A0645
Title: Survival analysis with a random change-point
Authors: Chun Yin Lee - Hong Kong Polytechnic University (Hong Kong) [presenting]
Kin Yau Wong - Hong Kong Polytechnic University (Hong Kong)
Abstract: Contemporary works in change-point survival models mainly focus on an unknown universal change-point shared by the whole study population. However, in some situations, the change-point is plausibly individual-specific, such as when it corresponds to the telomere length or menopausal age.
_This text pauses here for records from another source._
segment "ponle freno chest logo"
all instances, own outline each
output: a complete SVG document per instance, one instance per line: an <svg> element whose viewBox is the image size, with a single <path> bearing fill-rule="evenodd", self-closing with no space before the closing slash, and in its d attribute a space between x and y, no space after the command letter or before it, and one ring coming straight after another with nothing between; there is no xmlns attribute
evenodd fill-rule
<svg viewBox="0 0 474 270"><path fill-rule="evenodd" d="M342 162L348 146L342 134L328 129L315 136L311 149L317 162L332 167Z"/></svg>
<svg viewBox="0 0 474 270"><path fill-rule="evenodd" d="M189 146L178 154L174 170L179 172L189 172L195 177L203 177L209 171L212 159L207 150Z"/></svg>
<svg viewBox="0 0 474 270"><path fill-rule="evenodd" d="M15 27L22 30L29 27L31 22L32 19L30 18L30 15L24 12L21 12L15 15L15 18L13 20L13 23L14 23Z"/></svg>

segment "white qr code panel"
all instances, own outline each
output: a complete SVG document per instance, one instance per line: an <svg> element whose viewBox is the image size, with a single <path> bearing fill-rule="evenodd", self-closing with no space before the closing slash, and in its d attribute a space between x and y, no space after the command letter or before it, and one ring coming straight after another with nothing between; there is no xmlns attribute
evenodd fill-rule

Also, maximum-likelihood-based inference for the fixed change-point parameter is notoriously complicated. The asymptotic distribution of the maximum likelihood estimator is non-standard, and computationally intensive bootstrap techniques are commonly used to retrieve its sampling distribution. The motivation is from a breast cancer study, where the disease-free survival time of the patients is postulated to be regulated by the menopausal age, which is unobserved. As menopausal age varies across patients, a fixed change-point survival model may be inadequate. Therefore, a novel proportional hazards model is proposed with a random change-point. A nonparametric maximum likelihood estimation approach is developed, and a stable EM algorithm is devised to compute the estimators. Because the model is regular, conventional likelihood theory is employed for inference based on the asymptotic normality of the Euclidean parameter estimates, and a profile-likelihood approach can consistently estimate the variance of the asymptotic distribution. A simulation study demonstrates the proposed methods' satisfactory finite-sample performance, yielding small bias and proper coverage probabilities.